You read about new threats every day. New malware are being discovered, new exploits are being developed and your security is constantly under attack. Sometimes it does seem futile, but there is one key factor to consider if you are going to stay safe or not. That key factor is your users as they can be your best friend or your worst enemy from a security perspective.
As attacks become more and more advanced, your technical security solutions will not be able to keep up. Hackers are almost every time at least once and probably a few steps ahead of you, no matter how hard you try to stay current. So, by showing your users how to stay safe, you can probably shift the outcome of the battle a bit. This is because a lot of the attacks today involve user interaction, they need the user to do something. Whether it is clicking a link or plugging in a USB stick they found in the parking lot, their action might make all the difference. If your users see a stranger lurking around, do they care or not? Do they care if a person tailgates? Do they know not to assume that all emails come with good intentions? Do they pick up that USB stick and plug it in or not? Do they act without thinking because they trust all that security technology that you as the security administrator has implemented?

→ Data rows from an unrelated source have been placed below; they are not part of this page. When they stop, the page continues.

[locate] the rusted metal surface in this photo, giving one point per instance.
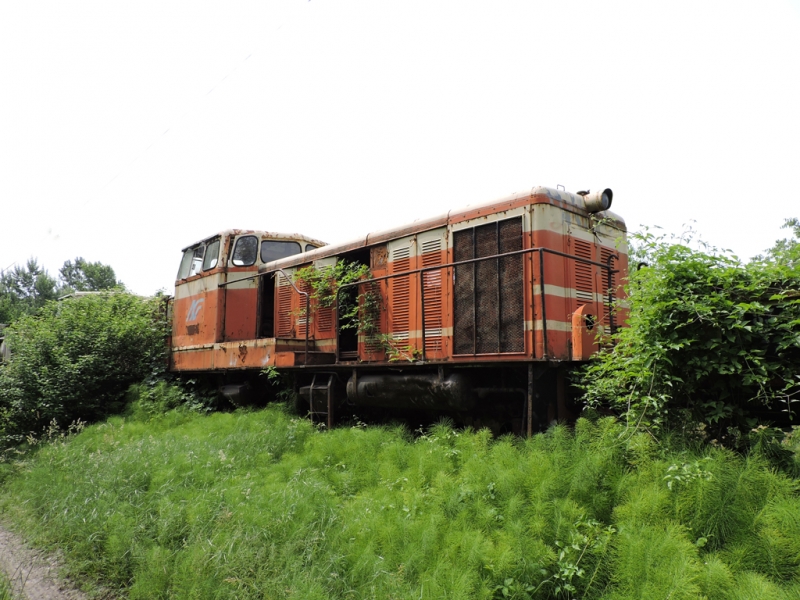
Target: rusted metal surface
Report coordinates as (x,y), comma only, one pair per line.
(537,271)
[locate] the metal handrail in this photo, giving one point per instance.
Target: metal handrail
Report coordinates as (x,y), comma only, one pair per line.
(421,271)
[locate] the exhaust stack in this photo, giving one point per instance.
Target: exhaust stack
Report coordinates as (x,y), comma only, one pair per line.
(597,201)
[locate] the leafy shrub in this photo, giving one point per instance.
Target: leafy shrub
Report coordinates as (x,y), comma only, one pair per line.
(75,359)
(710,339)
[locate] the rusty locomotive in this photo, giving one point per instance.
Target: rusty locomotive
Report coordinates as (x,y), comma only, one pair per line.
(478,312)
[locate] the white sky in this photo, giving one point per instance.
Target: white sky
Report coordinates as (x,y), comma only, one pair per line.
(132,129)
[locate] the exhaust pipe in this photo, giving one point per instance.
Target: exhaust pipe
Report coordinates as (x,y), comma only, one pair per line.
(597,201)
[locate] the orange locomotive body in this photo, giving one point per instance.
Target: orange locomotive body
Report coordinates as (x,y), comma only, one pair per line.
(475,312)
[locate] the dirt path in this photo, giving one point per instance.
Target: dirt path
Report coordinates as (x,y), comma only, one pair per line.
(33,574)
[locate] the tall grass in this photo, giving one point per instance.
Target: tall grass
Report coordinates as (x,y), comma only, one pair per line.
(262,505)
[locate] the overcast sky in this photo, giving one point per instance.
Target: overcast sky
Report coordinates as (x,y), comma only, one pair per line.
(132,129)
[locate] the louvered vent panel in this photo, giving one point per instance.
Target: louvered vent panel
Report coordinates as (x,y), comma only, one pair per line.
(400,293)
(325,319)
(371,343)
(432,290)
(584,280)
(284,328)
(302,317)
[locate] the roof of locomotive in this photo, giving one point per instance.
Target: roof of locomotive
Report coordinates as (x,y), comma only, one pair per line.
(265,235)
(554,195)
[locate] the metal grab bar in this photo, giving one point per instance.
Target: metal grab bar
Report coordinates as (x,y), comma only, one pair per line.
(541,251)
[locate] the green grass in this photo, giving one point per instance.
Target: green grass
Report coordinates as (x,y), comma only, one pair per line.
(6,592)
(262,505)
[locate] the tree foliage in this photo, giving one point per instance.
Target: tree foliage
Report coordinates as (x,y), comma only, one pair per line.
(710,340)
(85,276)
(75,359)
(25,289)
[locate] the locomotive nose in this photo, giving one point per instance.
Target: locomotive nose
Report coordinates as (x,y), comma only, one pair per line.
(599,200)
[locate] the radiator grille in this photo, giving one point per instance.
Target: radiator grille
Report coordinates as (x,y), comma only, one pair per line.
(608,299)
(432,294)
(489,294)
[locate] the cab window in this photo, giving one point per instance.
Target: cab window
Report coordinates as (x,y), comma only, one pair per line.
(245,251)
(197,260)
(212,255)
(186,264)
(275,249)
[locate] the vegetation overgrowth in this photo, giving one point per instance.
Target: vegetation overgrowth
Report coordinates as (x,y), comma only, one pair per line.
(26,289)
(74,360)
(713,344)
(261,504)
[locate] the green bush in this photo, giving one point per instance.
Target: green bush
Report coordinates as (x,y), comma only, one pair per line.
(74,360)
(711,341)
(261,505)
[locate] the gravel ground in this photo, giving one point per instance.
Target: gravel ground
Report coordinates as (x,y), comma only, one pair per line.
(33,574)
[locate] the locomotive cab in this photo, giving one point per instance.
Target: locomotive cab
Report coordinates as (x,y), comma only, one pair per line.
(216,291)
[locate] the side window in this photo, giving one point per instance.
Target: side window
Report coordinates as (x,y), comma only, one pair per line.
(245,251)
(197,260)
(186,264)
(274,249)
(212,255)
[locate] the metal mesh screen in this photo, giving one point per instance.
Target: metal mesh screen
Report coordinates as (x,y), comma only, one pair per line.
(489,294)
(512,331)
(464,294)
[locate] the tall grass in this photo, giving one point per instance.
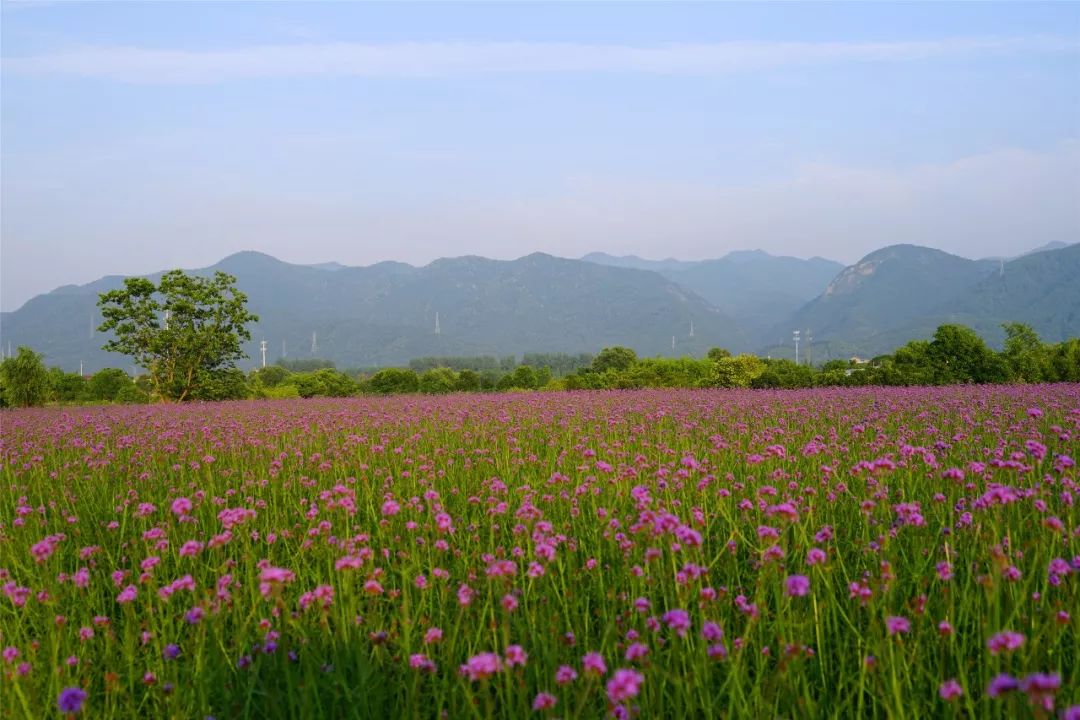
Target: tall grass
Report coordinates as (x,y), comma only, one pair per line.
(326,540)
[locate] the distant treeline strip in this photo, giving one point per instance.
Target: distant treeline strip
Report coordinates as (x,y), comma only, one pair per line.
(956,354)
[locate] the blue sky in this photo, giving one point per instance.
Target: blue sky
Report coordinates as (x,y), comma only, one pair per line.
(142,136)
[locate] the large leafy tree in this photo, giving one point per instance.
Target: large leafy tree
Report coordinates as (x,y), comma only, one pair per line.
(186,330)
(24,378)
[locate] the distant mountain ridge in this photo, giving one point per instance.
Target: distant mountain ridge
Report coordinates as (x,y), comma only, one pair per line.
(385,313)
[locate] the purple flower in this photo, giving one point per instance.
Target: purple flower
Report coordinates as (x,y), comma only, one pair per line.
(798,585)
(624,684)
(1001,684)
(1004,641)
(543,702)
(898,625)
(70,700)
(949,690)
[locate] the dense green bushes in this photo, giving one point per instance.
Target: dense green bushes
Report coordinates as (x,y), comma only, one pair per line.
(955,354)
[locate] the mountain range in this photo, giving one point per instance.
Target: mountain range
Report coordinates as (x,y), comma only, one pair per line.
(388,313)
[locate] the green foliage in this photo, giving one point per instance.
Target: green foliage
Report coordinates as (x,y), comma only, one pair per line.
(559,364)
(739,371)
(305,364)
(437,381)
(613,358)
(1025,354)
(207,320)
(131,394)
(959,355)
(105,385)
(455,363)
(24,378)
(1065,361)
(523,378)
(394,380)
(783,374)
(227,383)
(66,386)
(271,376)
(281,392)
(323,383)
(468,381)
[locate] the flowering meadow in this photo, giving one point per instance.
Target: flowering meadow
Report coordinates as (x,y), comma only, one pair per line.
(851,553)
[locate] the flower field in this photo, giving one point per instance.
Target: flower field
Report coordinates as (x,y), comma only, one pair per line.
(905,553)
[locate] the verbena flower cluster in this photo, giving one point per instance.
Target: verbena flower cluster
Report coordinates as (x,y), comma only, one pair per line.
(832,553)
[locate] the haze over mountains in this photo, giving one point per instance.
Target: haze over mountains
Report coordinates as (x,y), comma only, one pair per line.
(386,313)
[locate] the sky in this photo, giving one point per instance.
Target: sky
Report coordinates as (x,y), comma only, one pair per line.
(143,136)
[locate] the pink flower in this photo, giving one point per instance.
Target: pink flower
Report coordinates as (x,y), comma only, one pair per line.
(624,684)
(797,585)
(949,690)
(1004,641)
(482,666)
(898,625)
(678,621)
(422,663)
(712,632)
(565,675)
(190,548)
(594,663)
(515,655)
(544,702)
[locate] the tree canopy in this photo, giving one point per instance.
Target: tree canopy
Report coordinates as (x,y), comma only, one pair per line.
(25,380)
(185,330)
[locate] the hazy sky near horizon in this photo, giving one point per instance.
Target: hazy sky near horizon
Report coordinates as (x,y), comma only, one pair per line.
(143,136)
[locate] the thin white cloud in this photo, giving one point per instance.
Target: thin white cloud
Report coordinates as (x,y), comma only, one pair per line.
(148,65)
(999,203)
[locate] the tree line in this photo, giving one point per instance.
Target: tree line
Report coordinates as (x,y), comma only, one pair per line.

If they do, then you have missed something, that being to train your users to remain vigilant.
It does not really matter what kind of company or organization you work for, security awareness training is important. The only problem is that most security awareness training I have witnessed is plain stupid and misleading, even trying to strike a bit of fear into users if they do something wrong. The last bit really annoyed me, as you need your users to trust you, not fear you. It is OK do do something wrong, but I want them to come forward with it. Then you have a chance to correct it, otherwise you are in the dark.
Security awareness training is something that I think should be taught live, not using elearning where users simply read a slide and answer a question, then another slide and another question. It does not provide the kind of feedback as a live meeting with an ongoing discussion can provide. Also, when listening to and interacting with a person one can really see users reactions to different statements and discussed topics. Provide examples and perhaps demonstrate a hacking tool or two just to let them see how it is done in the real world. In my opinion, nothing beats a live show, and I think we can all agree that security awareness is very much needed, so why not aim to make security awareness training an awesome event. I know I intend do.